When Doss and Clever found the cuff links that she’d insisted Rolf was never without, Ruth became very nervous. Her voice quavered and her hands shook as she tried to backpedal on her own remarks. She began to talk again about the histories of the cuff links and the watch. She clearly wanted to show that she and Rolf had been very close and that she had been a huge part of his life, at least until their recent arguments.

  “Could you tell us a little more about the day that your husband left?” Clever asked her. “What did he say?”

  “Well, he said, ‘I’m not coming back.’ Or he might have said ‘I’ll be back after the first of the year—if ever!’”

  The more she talked, the more she raised the deputies’ suspicions. Ruth said she knew there had been gossip on Lopez. She was well aware that a man who lived on Lopez was spreading rumors that Rolf was dead.

  “I made him apologize to me once for gossiping about someone I was supposed to be married to before Rolf.”

  But, oddly, Ruth said she hadn’t confronted the man for saying that Rolf was dead. She didn’t comment on why she hadn’t done so.

  Ruth Neslund’s conversation skipped along like a stone flung upon the waves.

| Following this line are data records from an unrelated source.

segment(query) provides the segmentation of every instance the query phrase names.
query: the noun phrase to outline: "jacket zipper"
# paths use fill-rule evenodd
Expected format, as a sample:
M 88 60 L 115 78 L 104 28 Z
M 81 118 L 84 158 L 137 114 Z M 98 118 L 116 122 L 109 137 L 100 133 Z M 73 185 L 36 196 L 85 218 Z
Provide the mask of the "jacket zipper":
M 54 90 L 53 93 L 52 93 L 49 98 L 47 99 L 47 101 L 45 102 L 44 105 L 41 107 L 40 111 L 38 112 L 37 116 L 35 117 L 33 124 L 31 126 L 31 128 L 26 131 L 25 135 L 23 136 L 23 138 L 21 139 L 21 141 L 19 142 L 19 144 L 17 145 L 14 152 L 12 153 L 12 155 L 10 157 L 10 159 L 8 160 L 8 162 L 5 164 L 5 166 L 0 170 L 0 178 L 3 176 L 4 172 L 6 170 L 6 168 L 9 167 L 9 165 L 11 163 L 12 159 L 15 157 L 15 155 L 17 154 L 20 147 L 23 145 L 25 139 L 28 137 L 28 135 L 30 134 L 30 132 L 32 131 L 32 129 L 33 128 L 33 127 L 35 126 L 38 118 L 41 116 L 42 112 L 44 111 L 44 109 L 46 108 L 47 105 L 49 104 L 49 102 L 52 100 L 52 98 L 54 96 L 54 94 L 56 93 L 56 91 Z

  “Rolf drinks like a European, you know,” she said. “That means beer in the morning almost every day, sherry in the afternoon, and several highballs before dinner, and then wine and Aquavit with dinner.”

  She explained that all that drinking only made Rolf’s diabetes worse. “And it made his blood toxic, too,” Ruth said firmly. “That’s why I tried to make excuses for him when he started hitting me. He never remembered later about fighting with me.”

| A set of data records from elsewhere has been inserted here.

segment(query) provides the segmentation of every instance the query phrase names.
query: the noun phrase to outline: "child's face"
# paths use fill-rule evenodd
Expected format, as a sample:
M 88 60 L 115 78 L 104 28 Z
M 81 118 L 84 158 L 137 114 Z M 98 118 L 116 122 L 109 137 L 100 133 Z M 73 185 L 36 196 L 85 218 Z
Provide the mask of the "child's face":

  After two visits from Clever and Doss in two days, Ruth Neslund was becoming more agitated and more talkative, but she wasn’t giving much information that was helpful about where her husband might be six months after he reportedly stalked out of their home, saying either that he was never coming back, or that he might be back after the first of the year. It was now the end of February. The “first of the year” had come and gone.

  Ruth was also angry. “She phoned our undersheriff, Rod Tvrdy,” Clever said. “She admitted to him that she might have embroidered some of the things she told us, but she said that was because she didn’t like the ‘California detective’s’ questions, so she’d made some things up.”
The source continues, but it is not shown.